Correlation Between Lord Abbett and Cullen High
Can any of the company-specific risk be diversified away by investing in both Lord Abbett and Cullen High at the same time? Although using a correlation coefficient on its own may not help to predict future stock returns, this module helps to understand the diversifiable risk of combining Lord Abbett and Cullen High into the same portfolio, which is an essential part of the fundamental portfolio management process.
By analyzing existing cross correlation between Lord Abbett Diversified and Cullen High Dividend, you can compare the effects of market volatilities on Lord Abbett and Cullen High and check how they will diversify away market risk if combined in the same portfolio for a given time horizon. You can also utilize pair trading strategies of matching a long position in Lord Abbett with a short position of Cullen High. Check out your portfolio center. Please also check ongoing floating volatility patterns of Lord Abbett and Cullen High.

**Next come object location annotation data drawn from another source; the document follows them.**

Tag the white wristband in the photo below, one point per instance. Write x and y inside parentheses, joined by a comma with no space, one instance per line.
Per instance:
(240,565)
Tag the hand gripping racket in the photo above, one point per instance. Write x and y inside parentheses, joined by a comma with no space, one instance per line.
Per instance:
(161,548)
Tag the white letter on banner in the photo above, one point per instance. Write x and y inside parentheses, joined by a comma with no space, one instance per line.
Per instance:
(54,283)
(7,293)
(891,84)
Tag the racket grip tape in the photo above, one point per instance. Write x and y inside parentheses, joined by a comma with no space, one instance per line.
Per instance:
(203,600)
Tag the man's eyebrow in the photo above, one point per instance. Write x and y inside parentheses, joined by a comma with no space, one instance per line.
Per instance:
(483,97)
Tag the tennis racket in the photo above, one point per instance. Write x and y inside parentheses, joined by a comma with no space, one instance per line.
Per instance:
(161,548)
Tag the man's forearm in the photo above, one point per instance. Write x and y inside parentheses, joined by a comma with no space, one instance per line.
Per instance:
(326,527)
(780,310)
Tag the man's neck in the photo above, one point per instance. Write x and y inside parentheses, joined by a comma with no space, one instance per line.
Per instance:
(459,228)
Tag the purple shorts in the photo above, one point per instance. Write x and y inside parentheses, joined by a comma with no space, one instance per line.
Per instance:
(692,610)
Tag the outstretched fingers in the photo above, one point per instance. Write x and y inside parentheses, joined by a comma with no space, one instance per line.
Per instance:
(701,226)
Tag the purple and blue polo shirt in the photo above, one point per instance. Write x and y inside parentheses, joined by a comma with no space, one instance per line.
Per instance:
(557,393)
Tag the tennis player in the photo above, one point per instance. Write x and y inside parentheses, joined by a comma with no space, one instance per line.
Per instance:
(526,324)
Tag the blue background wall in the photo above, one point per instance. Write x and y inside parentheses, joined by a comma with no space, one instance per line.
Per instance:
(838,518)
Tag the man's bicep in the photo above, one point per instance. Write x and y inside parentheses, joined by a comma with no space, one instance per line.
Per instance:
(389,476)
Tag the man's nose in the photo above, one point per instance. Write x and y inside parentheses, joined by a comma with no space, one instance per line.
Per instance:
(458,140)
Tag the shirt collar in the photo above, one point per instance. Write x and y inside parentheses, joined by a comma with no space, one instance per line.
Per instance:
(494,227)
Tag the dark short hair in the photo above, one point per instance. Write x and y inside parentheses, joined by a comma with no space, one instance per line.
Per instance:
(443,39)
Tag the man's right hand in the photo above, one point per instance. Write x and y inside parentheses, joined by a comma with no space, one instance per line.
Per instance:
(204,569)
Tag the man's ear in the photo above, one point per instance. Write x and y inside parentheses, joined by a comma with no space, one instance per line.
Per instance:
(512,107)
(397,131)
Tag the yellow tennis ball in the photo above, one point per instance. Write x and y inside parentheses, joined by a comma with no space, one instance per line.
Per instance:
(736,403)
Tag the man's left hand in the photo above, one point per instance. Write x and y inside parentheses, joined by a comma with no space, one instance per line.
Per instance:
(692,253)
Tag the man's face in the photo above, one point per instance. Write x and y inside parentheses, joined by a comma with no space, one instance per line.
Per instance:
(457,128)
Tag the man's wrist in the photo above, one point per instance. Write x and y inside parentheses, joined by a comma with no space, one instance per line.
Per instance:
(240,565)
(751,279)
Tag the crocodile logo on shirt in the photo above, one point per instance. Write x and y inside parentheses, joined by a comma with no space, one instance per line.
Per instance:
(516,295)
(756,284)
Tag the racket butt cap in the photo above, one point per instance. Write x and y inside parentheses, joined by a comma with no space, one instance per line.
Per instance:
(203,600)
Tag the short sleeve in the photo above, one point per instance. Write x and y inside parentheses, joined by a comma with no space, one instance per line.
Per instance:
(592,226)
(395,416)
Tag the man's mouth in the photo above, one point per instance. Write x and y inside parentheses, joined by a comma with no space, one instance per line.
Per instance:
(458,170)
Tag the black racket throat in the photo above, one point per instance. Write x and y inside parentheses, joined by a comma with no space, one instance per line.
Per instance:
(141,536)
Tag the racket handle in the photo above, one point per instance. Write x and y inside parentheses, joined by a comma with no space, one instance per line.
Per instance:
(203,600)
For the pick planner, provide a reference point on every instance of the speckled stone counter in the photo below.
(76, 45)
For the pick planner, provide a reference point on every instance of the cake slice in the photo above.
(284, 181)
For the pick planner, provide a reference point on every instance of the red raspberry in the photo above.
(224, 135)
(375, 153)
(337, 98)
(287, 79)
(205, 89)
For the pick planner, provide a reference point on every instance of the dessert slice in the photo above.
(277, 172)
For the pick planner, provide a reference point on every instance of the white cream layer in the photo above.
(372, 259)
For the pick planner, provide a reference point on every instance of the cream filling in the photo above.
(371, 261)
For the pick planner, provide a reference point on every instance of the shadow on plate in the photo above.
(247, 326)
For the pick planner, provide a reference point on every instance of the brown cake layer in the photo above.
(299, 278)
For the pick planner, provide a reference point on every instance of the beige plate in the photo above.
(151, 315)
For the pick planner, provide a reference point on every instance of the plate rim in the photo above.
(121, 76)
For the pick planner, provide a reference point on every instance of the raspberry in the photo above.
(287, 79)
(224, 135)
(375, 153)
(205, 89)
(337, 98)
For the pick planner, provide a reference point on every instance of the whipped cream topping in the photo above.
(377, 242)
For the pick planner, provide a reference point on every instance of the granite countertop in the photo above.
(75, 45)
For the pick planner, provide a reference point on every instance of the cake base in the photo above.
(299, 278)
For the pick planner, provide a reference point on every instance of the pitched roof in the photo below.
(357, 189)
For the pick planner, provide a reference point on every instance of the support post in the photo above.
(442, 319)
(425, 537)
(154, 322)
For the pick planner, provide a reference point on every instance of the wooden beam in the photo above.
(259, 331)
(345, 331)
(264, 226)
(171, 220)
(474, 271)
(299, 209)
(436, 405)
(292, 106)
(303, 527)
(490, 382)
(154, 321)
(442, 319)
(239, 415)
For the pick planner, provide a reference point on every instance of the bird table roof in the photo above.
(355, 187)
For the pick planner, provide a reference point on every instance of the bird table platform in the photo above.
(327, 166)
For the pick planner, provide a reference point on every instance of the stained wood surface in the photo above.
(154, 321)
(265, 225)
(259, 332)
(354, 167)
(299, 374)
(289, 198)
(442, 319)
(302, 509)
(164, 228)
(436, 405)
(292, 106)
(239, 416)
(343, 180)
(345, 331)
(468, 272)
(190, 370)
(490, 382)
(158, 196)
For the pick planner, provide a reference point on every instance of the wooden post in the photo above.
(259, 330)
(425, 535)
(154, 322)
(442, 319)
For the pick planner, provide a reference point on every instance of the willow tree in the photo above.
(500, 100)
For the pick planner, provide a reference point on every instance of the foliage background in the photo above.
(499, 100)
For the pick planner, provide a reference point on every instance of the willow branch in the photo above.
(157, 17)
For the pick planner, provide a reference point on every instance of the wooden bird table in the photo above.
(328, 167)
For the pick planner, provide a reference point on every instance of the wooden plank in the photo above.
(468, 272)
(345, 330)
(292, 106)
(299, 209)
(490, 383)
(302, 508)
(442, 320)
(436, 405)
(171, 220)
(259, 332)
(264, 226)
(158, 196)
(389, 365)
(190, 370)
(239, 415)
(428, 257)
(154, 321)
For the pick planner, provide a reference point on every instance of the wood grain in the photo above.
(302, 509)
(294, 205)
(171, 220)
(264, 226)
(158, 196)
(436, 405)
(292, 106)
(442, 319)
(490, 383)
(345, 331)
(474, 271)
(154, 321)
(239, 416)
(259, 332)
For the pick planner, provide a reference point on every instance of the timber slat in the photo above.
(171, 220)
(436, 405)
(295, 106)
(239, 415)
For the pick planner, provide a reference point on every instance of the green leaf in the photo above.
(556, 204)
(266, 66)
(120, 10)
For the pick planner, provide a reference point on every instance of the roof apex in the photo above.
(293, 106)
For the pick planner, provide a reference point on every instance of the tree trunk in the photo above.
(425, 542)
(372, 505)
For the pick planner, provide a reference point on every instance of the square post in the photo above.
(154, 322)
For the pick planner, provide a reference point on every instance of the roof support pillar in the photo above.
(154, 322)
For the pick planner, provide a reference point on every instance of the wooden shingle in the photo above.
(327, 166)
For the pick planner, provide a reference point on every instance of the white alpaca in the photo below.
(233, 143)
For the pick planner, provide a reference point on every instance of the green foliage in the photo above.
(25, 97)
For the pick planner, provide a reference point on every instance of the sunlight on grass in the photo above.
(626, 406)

Diversification Opportunities for Lord Abbett and Cullen High
0.48 | Correlation Coefficient |
Very weak diversification
The 3 months correlation between Lord and Cullen is 0.48. Overlapping area represents the amount of risk that can be diversified away by holding Lord Abbett Diversified and Cullen High Dividend in the same portfolio, assuming nothing else is changed. The correlation between historical prices or returns on Cullen High Dividend and Lord Abbett is a relative statistical measure of the degree to which these equity instruments tend to move together. The correlation coefficient measures the extent to which returns on Lord Abbett Diversified are associated (or correlated) with Cullen High. Values of the correlation coefficient range from -1 to +1, where. The correlation of zero (0) is possible when the price movement of Cullen High Dividend has no effect on the direction of Lord Abbett i.e., Lord Abbett and Cullen High go up and down completely randomly.

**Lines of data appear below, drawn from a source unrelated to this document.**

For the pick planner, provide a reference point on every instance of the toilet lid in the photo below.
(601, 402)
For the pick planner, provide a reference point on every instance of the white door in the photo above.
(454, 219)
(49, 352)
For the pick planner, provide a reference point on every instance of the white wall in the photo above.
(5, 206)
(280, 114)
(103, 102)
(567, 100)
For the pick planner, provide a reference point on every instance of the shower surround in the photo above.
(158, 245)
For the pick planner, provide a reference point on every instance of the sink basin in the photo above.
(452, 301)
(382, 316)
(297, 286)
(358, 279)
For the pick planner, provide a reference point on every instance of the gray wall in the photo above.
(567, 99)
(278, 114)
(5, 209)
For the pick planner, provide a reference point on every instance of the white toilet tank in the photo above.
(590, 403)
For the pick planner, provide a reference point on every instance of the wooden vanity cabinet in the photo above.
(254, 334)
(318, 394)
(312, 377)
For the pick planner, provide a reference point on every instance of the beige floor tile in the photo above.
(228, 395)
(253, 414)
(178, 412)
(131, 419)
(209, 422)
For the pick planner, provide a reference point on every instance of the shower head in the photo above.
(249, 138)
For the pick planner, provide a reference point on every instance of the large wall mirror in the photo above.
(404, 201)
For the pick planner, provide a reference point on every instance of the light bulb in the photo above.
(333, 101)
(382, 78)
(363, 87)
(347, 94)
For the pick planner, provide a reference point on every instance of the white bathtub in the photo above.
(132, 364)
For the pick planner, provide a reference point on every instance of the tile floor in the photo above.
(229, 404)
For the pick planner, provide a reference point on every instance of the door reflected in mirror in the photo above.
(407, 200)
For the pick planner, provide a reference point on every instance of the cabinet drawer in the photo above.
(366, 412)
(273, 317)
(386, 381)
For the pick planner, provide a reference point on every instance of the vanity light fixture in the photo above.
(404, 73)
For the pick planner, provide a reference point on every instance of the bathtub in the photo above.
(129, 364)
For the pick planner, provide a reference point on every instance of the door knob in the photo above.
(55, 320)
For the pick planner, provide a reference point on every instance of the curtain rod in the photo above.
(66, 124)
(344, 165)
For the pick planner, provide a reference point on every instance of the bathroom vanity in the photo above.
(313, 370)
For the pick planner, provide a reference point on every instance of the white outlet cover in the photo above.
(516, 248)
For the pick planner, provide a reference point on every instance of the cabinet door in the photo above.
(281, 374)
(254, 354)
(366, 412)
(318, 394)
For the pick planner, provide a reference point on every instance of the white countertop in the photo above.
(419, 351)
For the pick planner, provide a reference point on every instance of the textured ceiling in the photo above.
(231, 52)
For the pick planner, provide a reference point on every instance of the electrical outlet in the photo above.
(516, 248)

Pair Corralation between Lord Abbett and Cullen High
Assuming the 90 days horizon Lord Abbett Diversified is expected to generate 0.57 times more return on investment than Cullen High. However, Lord Abbett Diversified is 1.75 times less risky than Cullen High. It trades about 0.12 of its potential returns per unit of risk. Cullen High Dividend is currently generating about 0.06 per unit of risk. If you would invest 1,410 in Lord Abbett Diversified on September 12, 2024 and sell it today you would earn a total of 235.00 from holding Lord Abbett Diversified or generate 16.67% return on investment over 90 days.
Time Period | 3 Months [change] |
Direction | Moves Together |
Strength | Weak |
Accuracy | 99.72% |
Values | Daily Returns |
Lord Abbett Diversified vs. Cullen High Dividend
Performance |
Timeline |
Lord Abbett Diversified |
Cullen High Dividend |
Lord Abbett and Cullen High Volatility Contrast
Predicted Return Density |
Returns |
Pair Trading with Lord Abbett and Cullen High
The main advantage of trading using opposite Lord Abbett and Cullen High positions is that it hedges away some unsystematic risk. Because of two separate transactions, even if Lord Abbett position performs unexpectedly, Cullen High can make up some of the losses. Pair trading also minimizes risk from directional movements in the market. For example, if an entire industry or sector drops because of unexpected headlines, the short position in Cullen High will offset losses from the drop in Cullen High's long position.The idea behind Lord Abbett Diversified and Cullen High Dividend pairs trading is to make the combined position market-neutral, meaning the overall market's direction will not affect its win or loss (or potential downside or upside). This can be achieved by designing a pairs trade with two highly correlated stocks or equities that operate in a similar space or sector, making it possible to obtain profits through simple and relatively low-risk investment.Cullen High vs. Lord Abbett Diversified | Cullen High vs. Huber Capital Diversified | Cullen High vs. Davenport Small Cap | Cullen High vs. Pimco Diversified Income |
Check out your portfolio center.Note that this page's information should be used as a complementary analysis to find the right mix of equity instruments to add to your existing portfolios or create a brand new portfolio. You can also try the Companies Directory module to evaluate performance of over 100,000 Stocks, Funds, and ETFs against different fundamentals.